Loss of islet survival and function, caused by native niche disruption and oxidative stress induction during mechanical and enzymatic isolation, limits the effectiveness of islet transplantation. Reconstitution of islet microenvironment, vascularization, and decreased oxidative stress with biomaterials may improve islet quality and graft outcomes. We investigated effects of two biomaterials, platelet-rich plasma and pancreatic islets homogenate combination on islet recovery and quality by evaluating in vitro islet survival, secretory function, and oxidative stress parameters and assessing in vivo transplantation outcomes.
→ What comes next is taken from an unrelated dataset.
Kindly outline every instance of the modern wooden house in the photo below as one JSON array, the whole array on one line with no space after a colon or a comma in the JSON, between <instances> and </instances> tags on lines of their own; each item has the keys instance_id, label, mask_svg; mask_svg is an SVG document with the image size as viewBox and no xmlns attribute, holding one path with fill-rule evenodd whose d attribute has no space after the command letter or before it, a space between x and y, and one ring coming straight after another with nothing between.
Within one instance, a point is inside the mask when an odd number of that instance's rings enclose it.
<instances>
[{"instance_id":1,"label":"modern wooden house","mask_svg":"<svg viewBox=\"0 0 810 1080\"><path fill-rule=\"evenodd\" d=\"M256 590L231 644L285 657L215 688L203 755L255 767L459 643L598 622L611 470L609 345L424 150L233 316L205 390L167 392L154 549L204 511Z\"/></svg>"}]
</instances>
In vitro, islet viability and secretory function of isolated islets were assessed after 24 h and 72 h incubation with biomaterials. Also, oxidative stress markers were measured once after isolation and 24 h after incubation with biomaterials. For evaluating in vivo effects, cultured islets for 24 h were transplanted into subscapular space of diabetic rat kidney, and outcomes were analyzed by measuring serum glucose and insulin concentrations, glucose tolerance test, level of oxidative parameters, and pancreatic gene expression. Treating islets with biomaterials significantly increased their viability and secretory function, reduced MDA level, and elevate SOD and CAT activity. Decreased level of glucose and MDA improved insulin level, increased SOD activity, and also enhanced pdx1 and insulin gene expression in diabetic rats after islet transplantation. Biomaterials used in the present study should be consider as beneficial materials for increasing islet transplantation outcome. These materials may hamper transplantation limitation to some extent.